Security officers at Sheldon Adelson’s Sands casino in Bethlehem made history last week, when they signed a union contract with the casino operator.
Last Wednesday, members of the International Union, Security, Police and Fire Professionals of America signed a three-year contract with Sands Casino Resort Bethlehem that will give its security guards an 8 percent pay increase—effective immediately—as well as a seniority structure and a greater say in work rules for its 146 members, The Morning Call reported.
David Hickey, president of the union, said the contract was approved in a 70-6 vote.
Under the contract, Hickey said most guards will receive a raise between $1 and $1.21 per hour, but they will have to pay union dues equivalent to 2.5 hours in wages every month.
Signing the union contract marks the end of the security guards’ nearly six years’ battle with Adelson, who has managed to keep his casino empire free of union contracts for nearly three decades. The group is only unionized workers among the 2,500 at Sands in Bethlehem, and the only union members in a parent company with casinos not just in Bethlehem, but also in Las Vegas, Macau and Singapore, according to the report.

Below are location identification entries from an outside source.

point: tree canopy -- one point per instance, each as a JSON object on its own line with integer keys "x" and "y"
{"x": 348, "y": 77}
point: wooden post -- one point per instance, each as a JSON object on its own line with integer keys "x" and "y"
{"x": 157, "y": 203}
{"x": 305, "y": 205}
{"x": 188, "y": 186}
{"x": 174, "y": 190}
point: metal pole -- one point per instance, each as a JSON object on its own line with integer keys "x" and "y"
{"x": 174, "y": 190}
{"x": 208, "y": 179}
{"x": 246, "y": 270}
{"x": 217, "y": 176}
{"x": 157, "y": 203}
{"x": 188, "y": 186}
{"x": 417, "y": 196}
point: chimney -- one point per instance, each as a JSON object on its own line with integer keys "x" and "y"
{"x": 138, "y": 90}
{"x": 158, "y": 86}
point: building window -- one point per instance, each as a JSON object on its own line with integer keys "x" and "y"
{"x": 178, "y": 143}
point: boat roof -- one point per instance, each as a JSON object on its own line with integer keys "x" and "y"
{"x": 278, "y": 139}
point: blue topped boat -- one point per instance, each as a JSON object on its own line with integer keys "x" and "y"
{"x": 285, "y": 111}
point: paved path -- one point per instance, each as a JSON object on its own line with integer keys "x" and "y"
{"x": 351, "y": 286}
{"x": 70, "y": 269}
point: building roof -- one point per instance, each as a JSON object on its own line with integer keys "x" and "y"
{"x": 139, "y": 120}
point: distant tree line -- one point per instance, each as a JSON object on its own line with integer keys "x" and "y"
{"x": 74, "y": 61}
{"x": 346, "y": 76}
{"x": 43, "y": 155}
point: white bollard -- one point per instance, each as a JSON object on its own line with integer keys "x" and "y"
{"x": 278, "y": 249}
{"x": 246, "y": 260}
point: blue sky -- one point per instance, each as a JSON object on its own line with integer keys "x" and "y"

Despite the group’s victory, Sands officials are confident that there won’t be “additional unionization efforts.”
Sands spokesman Ron Reese told the Las Vegas Review-Journal that they don’t expect other employees to organize another union “because our pay, benefits and working conditions have always exceeded those negotiated by unions.”
The security officers first voted to unionize in 2011, but was thwarted by Sands who appealed the decision to the National Labor Relations Board several times. In 2015, however, an NLRB panel in Washington, D.C., upheld a 2012 NLRB court ruling ordering Sands to recognize the guard union and to enter into bargaining sessions.